Gomez urged the senators, among other things, to increase Human Services funding to provide mental health services for children and youth and to hire competent, innovative teachers for the Youth Rehabilitation Center. Campaigning for funding of $500,000, Kenneth Blake, head of the Police Crime Prevention/Community Relations Bureau, outlined specialized projects including the DARE program, Police Athletic League and the Police Pre-Cadet Corps.
Lauretta Petersen, acting director of the Labor Department's Training Division, asked not for additional funding but for the amount appropriated for this fiscal year. She said that $92,272 was to be allocated from the Youth Transition Employment Fund but to date no funds have been received. She also said $300,000 was appropriated for the V.I. Graduates program, but again, "no funds have been allotted for FY 2003."
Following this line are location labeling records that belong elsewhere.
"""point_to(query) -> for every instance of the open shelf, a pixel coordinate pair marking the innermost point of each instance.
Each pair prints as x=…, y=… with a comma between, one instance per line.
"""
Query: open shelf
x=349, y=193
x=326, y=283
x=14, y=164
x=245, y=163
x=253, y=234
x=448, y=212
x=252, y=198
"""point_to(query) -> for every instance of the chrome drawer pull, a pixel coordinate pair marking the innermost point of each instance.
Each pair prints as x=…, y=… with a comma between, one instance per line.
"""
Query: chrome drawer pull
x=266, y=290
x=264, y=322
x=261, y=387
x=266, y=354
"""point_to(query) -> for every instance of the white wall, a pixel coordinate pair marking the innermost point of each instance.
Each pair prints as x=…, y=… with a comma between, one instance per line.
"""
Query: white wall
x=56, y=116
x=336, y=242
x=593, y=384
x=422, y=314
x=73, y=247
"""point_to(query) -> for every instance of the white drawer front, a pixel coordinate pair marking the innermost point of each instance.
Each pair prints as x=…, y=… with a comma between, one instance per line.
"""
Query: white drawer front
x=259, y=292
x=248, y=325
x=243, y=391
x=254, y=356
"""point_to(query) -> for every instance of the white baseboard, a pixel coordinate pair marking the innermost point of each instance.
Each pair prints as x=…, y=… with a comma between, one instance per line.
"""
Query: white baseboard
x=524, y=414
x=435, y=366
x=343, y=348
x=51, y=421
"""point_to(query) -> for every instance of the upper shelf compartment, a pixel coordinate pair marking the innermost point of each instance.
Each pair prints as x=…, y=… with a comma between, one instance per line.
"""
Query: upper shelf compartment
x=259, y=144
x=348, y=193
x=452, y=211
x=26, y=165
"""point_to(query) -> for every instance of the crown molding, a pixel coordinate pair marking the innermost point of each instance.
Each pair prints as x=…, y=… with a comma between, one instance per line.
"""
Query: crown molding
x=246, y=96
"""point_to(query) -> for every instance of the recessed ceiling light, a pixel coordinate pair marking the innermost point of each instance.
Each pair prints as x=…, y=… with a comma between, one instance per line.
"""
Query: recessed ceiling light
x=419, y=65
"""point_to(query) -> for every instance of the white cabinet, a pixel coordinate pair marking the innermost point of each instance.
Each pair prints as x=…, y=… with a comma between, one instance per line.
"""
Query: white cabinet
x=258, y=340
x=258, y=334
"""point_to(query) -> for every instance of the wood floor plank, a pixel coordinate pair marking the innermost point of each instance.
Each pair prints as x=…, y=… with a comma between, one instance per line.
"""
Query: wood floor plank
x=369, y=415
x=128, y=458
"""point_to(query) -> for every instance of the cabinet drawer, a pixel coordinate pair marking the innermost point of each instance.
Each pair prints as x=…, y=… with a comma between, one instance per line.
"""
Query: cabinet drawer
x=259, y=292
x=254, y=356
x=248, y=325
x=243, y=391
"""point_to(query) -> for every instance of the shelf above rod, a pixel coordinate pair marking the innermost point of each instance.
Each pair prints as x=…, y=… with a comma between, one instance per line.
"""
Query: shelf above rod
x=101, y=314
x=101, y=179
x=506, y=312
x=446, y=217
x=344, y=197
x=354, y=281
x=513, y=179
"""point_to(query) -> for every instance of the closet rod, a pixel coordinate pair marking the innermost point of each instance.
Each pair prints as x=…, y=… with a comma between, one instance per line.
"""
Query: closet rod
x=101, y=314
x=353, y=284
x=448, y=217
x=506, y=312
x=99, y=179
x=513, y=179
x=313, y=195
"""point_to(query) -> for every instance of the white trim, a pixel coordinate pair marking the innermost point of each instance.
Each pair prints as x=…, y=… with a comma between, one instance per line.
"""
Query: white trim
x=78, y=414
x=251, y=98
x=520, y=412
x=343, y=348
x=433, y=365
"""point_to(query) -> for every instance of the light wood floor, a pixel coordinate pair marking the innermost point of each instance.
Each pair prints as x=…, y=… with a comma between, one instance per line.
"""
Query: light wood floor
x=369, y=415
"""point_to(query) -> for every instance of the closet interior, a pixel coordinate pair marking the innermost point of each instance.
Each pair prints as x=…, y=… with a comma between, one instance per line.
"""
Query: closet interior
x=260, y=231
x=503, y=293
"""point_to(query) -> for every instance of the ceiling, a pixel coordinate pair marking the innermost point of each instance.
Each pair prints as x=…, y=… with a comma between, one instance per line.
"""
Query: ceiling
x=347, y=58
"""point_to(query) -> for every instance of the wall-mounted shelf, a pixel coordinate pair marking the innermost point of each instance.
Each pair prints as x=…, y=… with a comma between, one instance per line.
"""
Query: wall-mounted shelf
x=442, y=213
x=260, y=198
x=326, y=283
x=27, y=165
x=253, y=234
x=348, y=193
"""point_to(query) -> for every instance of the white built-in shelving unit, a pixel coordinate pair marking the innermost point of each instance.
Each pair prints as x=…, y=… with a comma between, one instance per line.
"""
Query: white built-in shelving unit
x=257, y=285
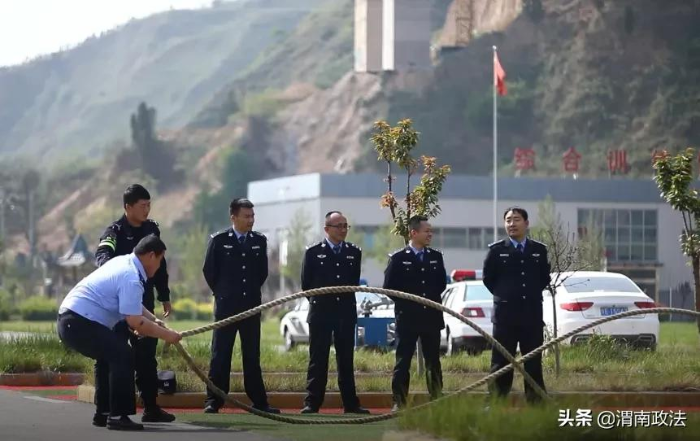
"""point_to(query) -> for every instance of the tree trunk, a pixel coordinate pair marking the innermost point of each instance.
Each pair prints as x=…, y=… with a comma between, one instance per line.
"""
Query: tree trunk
x=696, y=278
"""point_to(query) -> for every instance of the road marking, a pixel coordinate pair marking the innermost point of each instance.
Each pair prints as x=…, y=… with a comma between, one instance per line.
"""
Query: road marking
x=46, y=400
x=177, y=425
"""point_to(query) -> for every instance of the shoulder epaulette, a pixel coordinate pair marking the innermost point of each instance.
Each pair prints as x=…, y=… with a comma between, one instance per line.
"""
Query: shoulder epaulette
x=315, y=244
x=353, y=246
x=218, y=233
x=498, y=242
x=393, y=253
x=258, y=234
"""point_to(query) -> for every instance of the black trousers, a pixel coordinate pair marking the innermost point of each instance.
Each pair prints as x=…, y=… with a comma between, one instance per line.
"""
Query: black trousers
x=115, y=378
x=406, y=347
x=530, y=337
x=146, y=366
x=220, y=365
x=342, y=333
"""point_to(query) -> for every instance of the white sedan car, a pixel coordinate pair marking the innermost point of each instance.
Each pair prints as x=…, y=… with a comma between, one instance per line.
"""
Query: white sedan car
x=295, y=330
x=587, y=296
x=293, y=326
x=473, y=300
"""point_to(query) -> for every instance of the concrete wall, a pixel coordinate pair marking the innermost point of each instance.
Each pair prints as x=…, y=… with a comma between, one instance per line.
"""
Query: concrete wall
x=368, y=35
x=406, y=34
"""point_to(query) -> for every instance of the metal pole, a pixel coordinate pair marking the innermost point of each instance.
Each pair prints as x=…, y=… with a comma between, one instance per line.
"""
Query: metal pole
x=32, y=244
x=495, y=154
x=2, y=218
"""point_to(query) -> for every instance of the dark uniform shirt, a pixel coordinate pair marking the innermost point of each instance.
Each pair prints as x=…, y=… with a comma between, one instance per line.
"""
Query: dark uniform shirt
x=408, y=274
x=235, y=272
x=323, y=267
x=516, y=279
x=119, y=239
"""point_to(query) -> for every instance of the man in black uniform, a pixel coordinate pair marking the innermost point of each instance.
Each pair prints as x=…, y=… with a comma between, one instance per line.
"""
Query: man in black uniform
x=516, y=271
x=420, y=270
x=235, y=268
x=119, y=239
x=332, y=262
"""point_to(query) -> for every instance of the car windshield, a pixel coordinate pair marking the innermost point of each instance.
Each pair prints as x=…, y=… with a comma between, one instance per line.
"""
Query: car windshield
x=600, y=284
x=477, y=292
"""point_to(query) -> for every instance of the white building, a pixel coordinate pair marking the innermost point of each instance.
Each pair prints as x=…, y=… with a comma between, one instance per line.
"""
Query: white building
x=640, y=230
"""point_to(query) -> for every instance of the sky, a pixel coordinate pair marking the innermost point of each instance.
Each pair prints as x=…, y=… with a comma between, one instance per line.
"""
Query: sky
x=29, y=28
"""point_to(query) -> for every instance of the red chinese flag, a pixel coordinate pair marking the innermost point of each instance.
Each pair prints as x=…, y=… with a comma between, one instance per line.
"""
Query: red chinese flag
x=499, y=75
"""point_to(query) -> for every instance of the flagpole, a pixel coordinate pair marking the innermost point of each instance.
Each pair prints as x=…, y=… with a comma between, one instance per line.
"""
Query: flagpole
x=495, y=154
The idea of a consolidated Youth Department — approved by the 24th Legislature and then vetoed by the governor — was raised and discussed. Petersen observed that the Labor Department "is already that sort of umbrella organization." For example, she said, it is the department's job to place summer students. But "many organizations have not come to us," she said. "This is why many students have not been placed."
One concern expressed was that such specialized programs as DARE — Drug Abuse Resistance Education — may have no place within a general Youth Department.
The testimony taken at the session is to be compiled into a general information booklet
outlining youth programs within the territory. "It is important that the children have this information," Sen. Luther Renee said, "because in the long run we are saving money by providing youth with programs that will keep them from being incarcerated."
Committee members at the hearing were Sens. Norman Jn Baptiste, Roosevelt David, Louis Hill, Renee, Raymond "Usie" Richards and Russell. Sen. Shawn-Michael Malone was excused.